Por otra parte, el turismo, mencionado en la pintada como un lujo, también es una constante histórica; sus motivaciones pueden ser varias: curiosidad, afán de aventura o de experiencias nuevas, disfrute de lugares considerados idílicos, conocimiento de países y culturas…; responde, en muchos casos, a un ansia de universalidad.
Siempre ha existido, por tanto, ese turismo; antes, solo los privilegiados podían optar a él; ahora, en diversas formas, se ha convertido en un hecho generalizado, abierto, en sus distintas variantes. El que no viaja no es que no le guste (salvo excepciones contadas), sino que la razón es que no puede. Ante esto, ¿se debería considerar modernamente el turismo como un derecho más? Se me ocurre que una reivindicación oportuna sería que todos pudieran hacer turismo, del mismo modo que todos deberían acceder a una vacaciones; es decir, extender este derecho a todo ser humano, como se fue haciendo en el pasado con otros derechos, incluso aquellos que se consideraban inimaginables por los privilegiados, aunque, hoy en día, estos Derechos Universales no son aceptados en según qué países y culturas, sin que parezca importar mucho a los globalistas ni a los promotores de la pintada mencionada.

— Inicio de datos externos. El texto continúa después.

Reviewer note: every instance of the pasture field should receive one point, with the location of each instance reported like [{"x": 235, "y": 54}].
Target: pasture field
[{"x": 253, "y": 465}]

El nacionalismo, en todas sus formas, aborrece el turismo
Un problema derivado, secundario, es que, en determinados lugares de gran atractivo, el turismo ha derivado en multitudinario, como un reflejo más del imperio de las masas orteguiano; ante ello, van surgiendo protestas de diversas procedencias: de vecindarios molestos o por otras razones, también de sustrato ideológico y político. Muchas veces se trata de una visión arcaica o localista (el nacionalismo, en todas sus formas, aborrece el turismo).
Claro que, detrás, existen grandes intereses económicos, tanto privados como públicos; pero es evidente que la actual ofensiva antiturística parece tener como objetivo matar la gallina de los huevos de oro, y eso solo se le puede ocurrir a quienes buscan empobrecer una sociedad y convertirnos a todos en neoproletarios sumisos.
Considerar el turismo como un lujo y oponerlo a la emigración como derecho se me antoja un enfoque de naturaleza puritana, llamémoslo así, de ese tipo de puritanismo woke que tanto nos agobia en estos días. La alternativa racional tiene otra palabra: respeto, tanto hacia el turista como hacia el emigrante; y, por supuesto, respeto de ambos hacia las características culturales, religiosas, sociales y nacionales de los países que se pretenden visitar, en el caso del turista, o insertarse, en el del emigrante.
Las sociedades abiertas no pueden significar, en ningún caso, patente de corso ni para invadirlas y menospreciarlas en el caso de los emigrantes, ni considerarlas coto privado en el del turista.